Instead, their leadership meekly goes along whenever BushCo ropes them into a corner, instead of asking "how do squeeze some good out of this?" When will the Congressional leadership stop going like lambs to the slaughter, raising not a bleat or a scuffle?

Jim P


Subj: Voter Registration

Thank you so much for having the voter registration available on your website. I needed to update my information and it was wonderful to be able to do it on BuzzFlash. I have forwarded the info to my daughter so she can do the same. Thank you!!

Cynthia Pedersen
Oceanside, CA


Subj: Gov. Gang Bang

Buzz,

It seems the real issue with AHHnold is one of character. He is a man of extremes and excess. In his Oui interview he brags of gang bangs, womanizing, drug and steroid use, etc., etc. I don't buy the excuse that he was "just a young man" at the time. He was around 26 or 27 then? That's nearly 10 years past the time when this country deems you mature enough to fight and die in war. No one who has committed even the smallest criminal offense gets a pass like that (unless your name is bush, then you can be busted for coke or desert the military and have your record washed, more youthful mistakes eh)? The Arnold of today is still the same as the old one. He was one of the first to own a Hummer, a vehicle of excess and also owns and drives an even larger tank like vehicle. His body is pumped to gross excessive proportions. He smokes the biggest most expensive cigars. He makes movies of excessive violence featuring cartoonish characters at a time in his "acting career" when most actors start to get more introspective and look for more meaningful roles. And now his taste for more excess leads him to want to be leader of one of this country's greatest states. I don't trust him and I don't for a minute buy bush's act of being only mildly interested in the outcome. They are behind him and it's obvious from his actions of the past few days that he hasn't a clue what he's doing. That should give us all an idea as to what kind of puppet he really is. More scary stuff from the masters. We can only pray they hit the wall soon.

Phil Rowland
South Pasadena, CA.


Subj: Got a headline for you "Insects Seeking WMDs"

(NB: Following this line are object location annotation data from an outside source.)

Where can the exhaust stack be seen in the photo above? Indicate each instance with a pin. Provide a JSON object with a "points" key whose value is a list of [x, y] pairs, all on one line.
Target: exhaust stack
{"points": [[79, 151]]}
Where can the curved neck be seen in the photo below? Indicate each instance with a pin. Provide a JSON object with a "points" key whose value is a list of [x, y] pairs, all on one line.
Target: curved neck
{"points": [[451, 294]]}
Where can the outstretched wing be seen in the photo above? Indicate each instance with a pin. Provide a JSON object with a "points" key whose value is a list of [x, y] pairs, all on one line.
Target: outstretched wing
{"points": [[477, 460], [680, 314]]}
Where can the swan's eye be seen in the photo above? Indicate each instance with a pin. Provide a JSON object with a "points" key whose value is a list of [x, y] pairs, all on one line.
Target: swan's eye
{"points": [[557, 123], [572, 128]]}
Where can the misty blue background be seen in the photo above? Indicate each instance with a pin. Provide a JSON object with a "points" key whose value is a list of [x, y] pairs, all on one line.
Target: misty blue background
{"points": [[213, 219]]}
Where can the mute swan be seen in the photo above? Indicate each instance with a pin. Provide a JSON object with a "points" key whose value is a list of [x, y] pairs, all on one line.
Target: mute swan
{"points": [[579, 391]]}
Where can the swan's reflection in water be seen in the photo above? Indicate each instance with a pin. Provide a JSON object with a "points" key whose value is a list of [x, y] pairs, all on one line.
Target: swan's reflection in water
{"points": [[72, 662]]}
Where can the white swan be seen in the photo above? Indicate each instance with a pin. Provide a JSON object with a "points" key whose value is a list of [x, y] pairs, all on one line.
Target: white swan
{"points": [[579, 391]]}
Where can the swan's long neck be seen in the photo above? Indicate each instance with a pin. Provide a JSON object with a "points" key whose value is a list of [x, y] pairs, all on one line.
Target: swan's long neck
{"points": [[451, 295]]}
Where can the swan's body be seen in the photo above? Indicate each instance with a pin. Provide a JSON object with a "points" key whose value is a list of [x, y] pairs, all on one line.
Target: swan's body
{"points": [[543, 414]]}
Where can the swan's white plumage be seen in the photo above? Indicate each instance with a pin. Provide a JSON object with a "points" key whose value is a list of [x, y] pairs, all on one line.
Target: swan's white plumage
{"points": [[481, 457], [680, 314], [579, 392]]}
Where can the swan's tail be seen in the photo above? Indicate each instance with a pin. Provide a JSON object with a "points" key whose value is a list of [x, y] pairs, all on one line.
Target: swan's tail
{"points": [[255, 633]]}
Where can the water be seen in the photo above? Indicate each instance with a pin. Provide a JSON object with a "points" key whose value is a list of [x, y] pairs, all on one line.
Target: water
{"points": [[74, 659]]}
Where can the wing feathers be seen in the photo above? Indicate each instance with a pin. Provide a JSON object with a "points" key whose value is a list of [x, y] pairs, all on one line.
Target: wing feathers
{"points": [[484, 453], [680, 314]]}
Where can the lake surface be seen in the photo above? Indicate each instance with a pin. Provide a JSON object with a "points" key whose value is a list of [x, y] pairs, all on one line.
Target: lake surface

Okay actual headline is "A Real Sting Operation Against Terror" [LINK]

It starts like this...

"Swarms of honeybees and moths housed in a big mesh-covered tent in San Antonio might hold the key to finding nuclear weapons...

For three years, scientists at the Southwest Research Institute have worked with the insects to sniff out explosives under a Defense Department contract."

PS. Personal note - my favorite part is when they talk about the University of Montana researchers who are "training the insects" (huh??!!) The added bonus is that they have plans to start training rats, too... (Can't you just see Bushie scurrying around?)

Sincerely,

Grateful BuzzFlash Reader


Subj: things are really desperate when........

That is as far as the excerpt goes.